What a Non-Owner SR-22 Policy Costs in Mississippi Per Month

A non-owner SR-22 policy in Mississippi typically costs $25–$55 per month for the liability coverage itself, plus a one-time SR-22 filing fee of $15–$25 charged by your insurer. The total first-month cost runs $40–$80, then $25–$55/month afterward for the 3-year filing period Mississippi requires. Non-owner policies cost less than standard SR-22 policies because you're only buying liability coverage—bodily injury and property damage protection required by Mississippi law. You're not insuring a specific vehicle, so collision and comprehensive coverage don't apply. Drivers with DUIs, at-fault accidents, or multiple violations pay toward the higher end of the range; drivers with single speeding violations or lapses pay toward the lower end. Mississippi's minimum liability limits are 25/50/25: $25,000 per person for bodily injury, $50,000 per accident, and $25,000 for property damage. Your non-owner policy must meet or exceed these minimums. Most carriers writing SR-22 in Mississippi start at state minimums to keep premiums accessible for high-risk drivers, but some require 50/100/50 limits depending on your violation.

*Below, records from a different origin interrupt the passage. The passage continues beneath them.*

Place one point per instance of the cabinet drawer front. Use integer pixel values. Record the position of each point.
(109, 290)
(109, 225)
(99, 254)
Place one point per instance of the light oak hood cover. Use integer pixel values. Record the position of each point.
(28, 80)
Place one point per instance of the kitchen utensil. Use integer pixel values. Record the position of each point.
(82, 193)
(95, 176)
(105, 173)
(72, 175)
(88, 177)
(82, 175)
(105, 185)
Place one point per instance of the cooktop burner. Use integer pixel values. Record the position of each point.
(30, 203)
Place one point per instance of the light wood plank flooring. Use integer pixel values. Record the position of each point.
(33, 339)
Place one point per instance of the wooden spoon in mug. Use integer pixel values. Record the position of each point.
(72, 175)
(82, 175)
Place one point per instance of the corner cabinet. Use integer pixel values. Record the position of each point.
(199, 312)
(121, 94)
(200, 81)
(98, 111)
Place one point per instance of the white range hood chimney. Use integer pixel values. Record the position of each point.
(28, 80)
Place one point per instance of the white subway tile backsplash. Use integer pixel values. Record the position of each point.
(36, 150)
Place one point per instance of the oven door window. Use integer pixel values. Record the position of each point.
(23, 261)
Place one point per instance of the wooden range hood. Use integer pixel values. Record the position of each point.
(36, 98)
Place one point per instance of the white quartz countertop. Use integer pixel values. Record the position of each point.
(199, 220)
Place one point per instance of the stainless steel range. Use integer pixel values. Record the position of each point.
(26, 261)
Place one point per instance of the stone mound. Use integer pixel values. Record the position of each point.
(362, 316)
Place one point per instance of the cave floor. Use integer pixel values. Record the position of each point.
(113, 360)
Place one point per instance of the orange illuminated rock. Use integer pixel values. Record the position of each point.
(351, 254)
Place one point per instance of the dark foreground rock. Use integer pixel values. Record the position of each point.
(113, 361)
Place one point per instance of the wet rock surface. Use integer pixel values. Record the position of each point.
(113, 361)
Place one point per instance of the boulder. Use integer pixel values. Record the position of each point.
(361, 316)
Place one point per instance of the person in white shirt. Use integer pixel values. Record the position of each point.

Why Mississippi's 3-Year Filing Period Costs More Than You Expect

Mississippi requires SR-22 filing for 3 years from your conviction date, not from the date you file. If you wait 6 months after your DUI conviction to get SR-22 coverage, you're still on the hook for the full 3 years starting from the conviction—you haven't shortened the clock by delaying. Most drivers don't realize the filing period runs from conviction, not compliance. You're required to maintain continuous coverage for the entire 3-year window. If your policy lapses even one day, your insurer notifies the Mississippi Department of Public Safety, your license suspends again, and the 3-year clock resets to zero. You start over. The financial impact: 36 months at $25–$55/month means total SR-22 liability premiums of $900–$1,980 over the full filing period, plus the initial $15–$25 filing fee. This assumes no lapses. One lapse triggers reinstatement fees of $100 filing fee to the state plus a new $15–$25 carrier filing fee, and you lose all progress toward the 3-year requirement.

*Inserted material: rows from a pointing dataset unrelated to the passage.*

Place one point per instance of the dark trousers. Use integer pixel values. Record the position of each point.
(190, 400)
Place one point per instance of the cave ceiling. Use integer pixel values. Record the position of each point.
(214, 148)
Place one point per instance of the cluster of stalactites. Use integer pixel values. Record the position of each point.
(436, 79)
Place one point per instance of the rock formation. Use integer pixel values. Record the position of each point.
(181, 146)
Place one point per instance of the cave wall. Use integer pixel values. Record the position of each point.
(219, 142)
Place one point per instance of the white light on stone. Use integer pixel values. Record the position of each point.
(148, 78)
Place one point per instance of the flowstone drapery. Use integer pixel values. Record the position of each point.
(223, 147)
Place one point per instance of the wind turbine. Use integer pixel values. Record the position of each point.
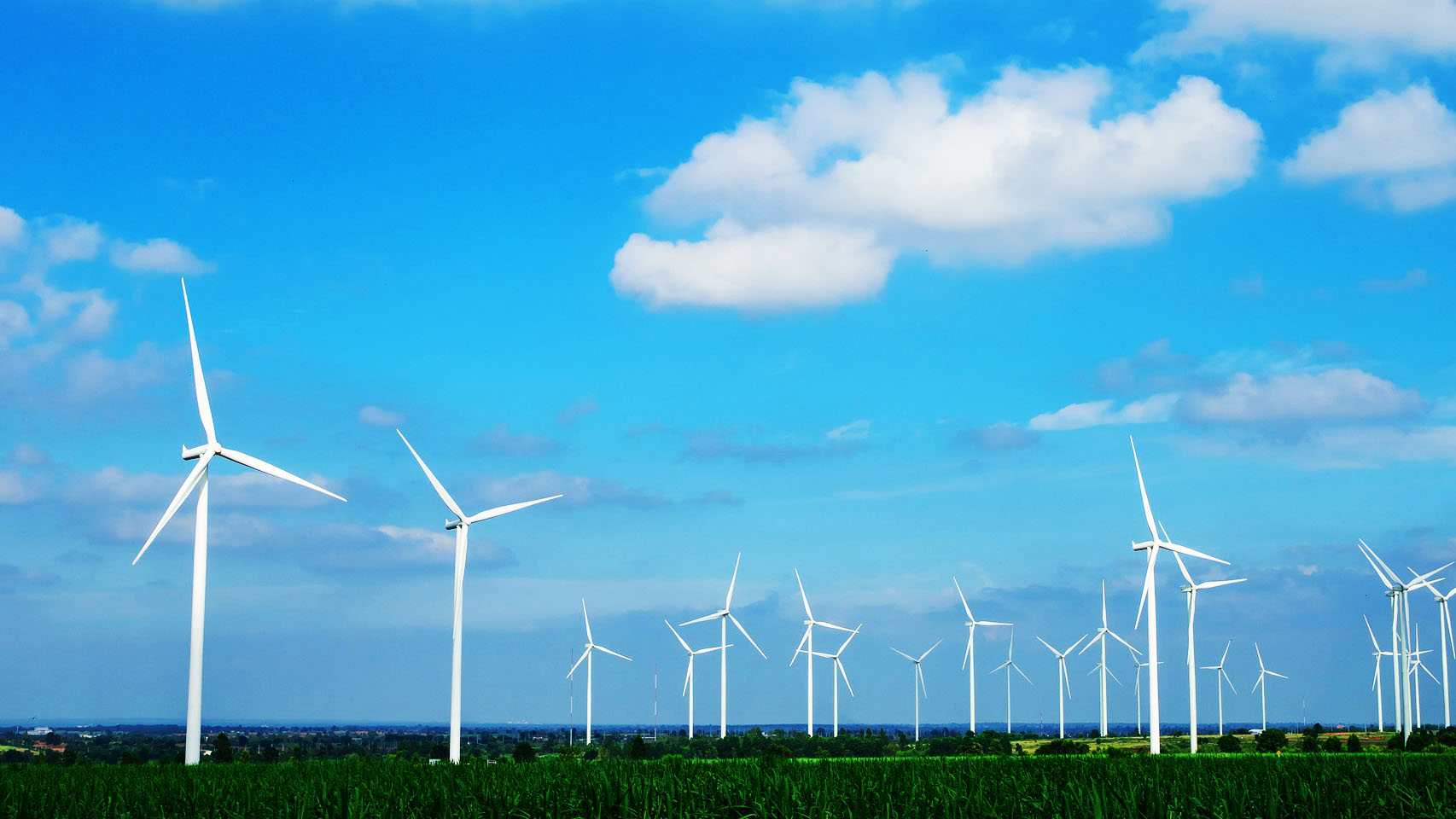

Find out exactly how long SR-22 is required in your state

Which Carriers Write Non-Owner SR-22 in Mississippi and What They Charge

Not every carrier writes non-owner SR-22 policies. National brands like State Farm and Allstate route high-risk drivers to different subsidiaries or decline SR-22 business entirely in Mississippi. Carriers actively writing non-owner SR-22 in the state include Progressive, The General, Direct Auto, and regional non-standard carriers. Progressive writes non-owner SR-22 at $30–$60/month for drivers with single violations or lapses, scaling up to $55–$85/month for DUI or multiple at-fault accidents. The General targets higher-risk profiles and prices non-owner policies at $35–$70/month depending on violation severity. Direct Auto operates storefronts across Mississippi and writes non-owner SR-22 at $40–$75/month with same-day filing available. Most carriers require you to carry SR-22 coverage for the full 3-year period without switching. If you cancel mid-period to switch carriers, the original insurer files an SR-26 cancellation notice with the state, your license suspends, and you restart the 3-year clock. Switching carriers during the filing period is possible, but the new carrier must file SR-22 before the old policy cancels—coordination failures cause lapses.

How Your Violation Type Changes What You Pay

Mississippi bases SR-22 requirements on specific violations: DUI, reckless driving, at-fault accidents without insurance, accumulating too many points, driving without insurance, or failing to pay a judgment. Each violation category carries different rate impacts. DUI triggers the highest premiums. Non-owner SR-22 after a DUI runs $50–$85/month in Mississippi because carriers price first-offense DUI at a 70–130% surcharge over base liability rates. Second-offense DUI or DUI with property damage pushes non-owner premiums to $70–$100/month. Carriers view DUI as the strongest predictor of future claims. Driving without insurance or letting coverage lapse costs less to insure than DUI but still requires SR-22. Non-owner policies for lapse violations run $25–$45/month—lower because the violation signals affordability issues or administrative mistakes, not impaired driving. At-fault accidents without insurance fall between DUI and lapse: $40–$65/month depending on damage severity and whether injuries were involved.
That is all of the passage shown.